Rationale As this CTVHASH type is intended to support an “internal fees” mechanism, as noted above, it already restricts the number of inputs to just 1. There is thus no need to commit to the number of inputs or the nSequence (which is fixed above, as well), or the input index this is executing on.

The uses of this new CTVHASH mode are, in combination with OP_CHECKSIGFROMSTACK, congruent to the original posting up top, and the equivalence is left to the reader.

We can create a CTV-tree where fees are dynamically decided at publish time, with all fees paid internally instead of externally (i.e. there is no need to own another UTXO that pays for fees) by using this mechanism. For example, suppose we want to commit to outputs A, B, C, D with particular amounts. We construct a root address that spends to 4 possible tapleaves to create a 1-input, 2-output top node:

  • “output pays fee” CTVHASH that points to A,B output paying up to some max fee plus fixes the C,Doutput, plus a OP_CHECKSIG from A.
  • “output pays fee” CTVHASH that points to A,B output paying up to some max fee plus fixes the C,D output, plus a OP_CHECKSIG from B.
  • “output pays fee” CTVHASH that points to C,D output paying up to some max fee plus fixes the A,B output, plus a OP_CHECKSIG from C.
  • “output pays fee” CTVHASH that points to C,D output paying up to some max fee plus fixes the A,B output, plus a OP_CHECKSIG from D.

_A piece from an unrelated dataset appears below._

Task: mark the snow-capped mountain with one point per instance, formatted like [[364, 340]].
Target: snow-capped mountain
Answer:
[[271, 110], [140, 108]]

Then, the A,B (corresponding C,D) output of the top node would have 2 possible tapleaves to create a 1-input, 2-output final node:

  • “output pays fee” CTVHASH that points to A output paying the fee plus fixes the B output, plus a OP_CHECKSIG from A.
  • “output pays fee” CTVHASH that points to B output paying the fee plus fixes the A output, plus a OP_CHECKSIG from B.

Then, if a participants wants to publish their output, they can instantiate the path to their node, paying all fees for intermediate nodes and the final node in the CTV-tree.